Valerie took it, more confused than angry now. Her shoulders were still tensed in preparation for violence. Understandable, given the intruder standing her bedroom in the dead of night. "What the hell are you doing in my house? How are you even alive? You- you were shot half a dozen times before you ran off."

He didn't answer her right away. Instead he paced around the room, waiting for the cartilage in his nose to shift around a little more before grabbing the thing and twisting it back into place with a sickening snap. The pain that shot through his face brought with it a series of curses. After a moment's pause he turned to Cooper. "Death n' me got an understandin'." Logan lifted the hem of his shirt to show the faded remains of a bullet hole in his stomach. "Part'a my mutation, see."

Things started to click into place in Valerie's mind. Her expression shifted as she lowered the bat, finding a seat on the edge of her bed. "You're a mutant. Right. Of course." She took a long, deep breath to calm her nerves.

Logan waited patiently for her to process the situation, finding his own seat on the opposite side of the room- a chair at a small desk shoved up into the corner. He turned the writing lamp on to give them some light. He hoped it made him look less like a wild animal that had barged into her home to piss in her closet and tear up her curtains.

"Considering you saved my life earlier I'm guessing you're not here to kill me." She finally said, looking him directly in the eyes. There was a steely determination there Logan hadn't expected. "And you came through the window instead of the front door because you're avoiding the authorities, right? Those federal agents that questioned me seemed a hell of a lot more interested in you than the gunman."

"SHIELD's been on my ass for a long time. Don't think they like me much." Logan half snarled, half laughed. "You got any idea who's gunning for you? Have many enemies?"

It was Cooper's turn to laugh. "Try the president, the majority party in Congress and half the country." She shook her head, running a hand through her mess of hair. "I knew taking such a strong stance against the MCA would paint a target on my back. You have no idea how many death threats I get. Every time I leave my house or the office I need private security with me so some asshole doesn't get into my face."

"Sounds tough." Logan murmured, scratching his knuckles. "I know what its like 'ta always be lookin' over your shoulder. 'S not an easy way to live."

"Probably wouldn't be so scary if I was immortal." She smirked, glancing down at Logan's hand.

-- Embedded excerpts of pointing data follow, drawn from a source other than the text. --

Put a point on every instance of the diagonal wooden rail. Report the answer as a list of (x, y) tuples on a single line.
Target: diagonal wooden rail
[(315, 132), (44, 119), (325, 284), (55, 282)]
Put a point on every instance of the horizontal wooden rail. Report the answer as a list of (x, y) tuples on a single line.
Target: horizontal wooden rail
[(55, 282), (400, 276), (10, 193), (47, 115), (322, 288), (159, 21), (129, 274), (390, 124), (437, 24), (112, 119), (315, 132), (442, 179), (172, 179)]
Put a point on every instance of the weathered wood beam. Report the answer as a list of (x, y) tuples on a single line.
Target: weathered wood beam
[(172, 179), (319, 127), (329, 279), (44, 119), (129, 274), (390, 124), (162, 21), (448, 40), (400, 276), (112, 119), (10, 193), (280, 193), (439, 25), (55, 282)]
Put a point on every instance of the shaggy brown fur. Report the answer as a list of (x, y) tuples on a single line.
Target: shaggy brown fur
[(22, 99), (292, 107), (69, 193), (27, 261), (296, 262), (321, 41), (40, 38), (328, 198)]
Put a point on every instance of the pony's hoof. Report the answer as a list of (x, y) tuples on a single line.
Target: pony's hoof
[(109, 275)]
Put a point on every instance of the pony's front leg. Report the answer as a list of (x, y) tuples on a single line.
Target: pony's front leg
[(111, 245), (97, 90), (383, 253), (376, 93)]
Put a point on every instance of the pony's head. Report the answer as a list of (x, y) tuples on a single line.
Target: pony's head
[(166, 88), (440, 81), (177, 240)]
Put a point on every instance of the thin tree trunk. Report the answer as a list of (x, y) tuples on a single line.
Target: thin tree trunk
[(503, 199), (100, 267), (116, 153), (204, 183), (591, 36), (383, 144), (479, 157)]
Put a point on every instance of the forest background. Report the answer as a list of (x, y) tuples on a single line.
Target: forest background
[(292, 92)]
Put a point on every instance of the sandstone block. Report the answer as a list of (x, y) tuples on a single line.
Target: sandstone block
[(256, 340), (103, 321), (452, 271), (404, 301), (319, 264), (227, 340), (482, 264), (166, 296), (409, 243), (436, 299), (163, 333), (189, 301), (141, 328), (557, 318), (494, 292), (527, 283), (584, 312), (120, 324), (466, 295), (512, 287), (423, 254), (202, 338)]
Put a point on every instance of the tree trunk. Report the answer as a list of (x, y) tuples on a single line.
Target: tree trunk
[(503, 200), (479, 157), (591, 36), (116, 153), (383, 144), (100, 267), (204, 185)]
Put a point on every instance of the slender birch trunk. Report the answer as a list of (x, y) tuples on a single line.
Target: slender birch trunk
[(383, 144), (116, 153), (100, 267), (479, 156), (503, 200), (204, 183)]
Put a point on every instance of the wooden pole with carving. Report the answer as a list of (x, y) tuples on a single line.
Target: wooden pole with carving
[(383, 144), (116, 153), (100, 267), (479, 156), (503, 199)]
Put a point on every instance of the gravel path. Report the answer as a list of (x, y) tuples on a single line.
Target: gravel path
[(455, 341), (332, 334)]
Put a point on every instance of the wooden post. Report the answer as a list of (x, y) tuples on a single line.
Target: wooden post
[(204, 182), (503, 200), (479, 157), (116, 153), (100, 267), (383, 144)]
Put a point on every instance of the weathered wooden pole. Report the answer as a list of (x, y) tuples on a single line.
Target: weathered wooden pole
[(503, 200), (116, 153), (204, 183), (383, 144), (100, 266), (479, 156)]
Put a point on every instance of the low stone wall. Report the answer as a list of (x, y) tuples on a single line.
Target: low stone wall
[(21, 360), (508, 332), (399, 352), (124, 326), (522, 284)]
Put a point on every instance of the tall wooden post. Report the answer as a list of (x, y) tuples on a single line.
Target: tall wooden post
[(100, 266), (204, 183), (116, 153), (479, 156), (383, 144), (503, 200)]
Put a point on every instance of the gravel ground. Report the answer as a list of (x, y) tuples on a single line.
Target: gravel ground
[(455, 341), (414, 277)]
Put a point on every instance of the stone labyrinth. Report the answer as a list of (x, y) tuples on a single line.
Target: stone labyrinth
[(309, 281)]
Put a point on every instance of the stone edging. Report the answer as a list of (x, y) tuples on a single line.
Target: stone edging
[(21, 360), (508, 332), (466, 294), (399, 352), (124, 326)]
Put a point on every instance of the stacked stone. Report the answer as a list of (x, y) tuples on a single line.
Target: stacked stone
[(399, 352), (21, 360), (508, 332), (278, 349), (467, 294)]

"Yeah." He coughed, looking away. "So let's narrow down our suspects. The guy who shot at ya had kit like I've never seen before. Real tough of the line shit. Ain't the kind of thing a lone radical could put together unless he was a millionaire, n' this guy was a nobody s'far as I can tell."

"Anti-mutant extremism is on the rise again. Hasn't been this bad since the 80s." Cooper leaned forward, elbows resting on her knees. "I had my comms director trace a few of the more credible threats I've received. At least a dozen of them track back to a Neo-Nazi biker gang based in Harlem, the Seven Kings. I put in a report to the NYPD but nothing came of it as far as I know."

"Nazi bikers?" Logan raised an eyebrow.

"Yeah, well, the Venn diagram between white supremacists and anti-mutant radicals is essentially a circle. They might not be responsible for this attack in particular but extremists tend to network. Could be they know something." Cooper shrugged. "Best lead I have for you."

Logan stood up and started for the window. "Guess I'm havin' a word with some bikers."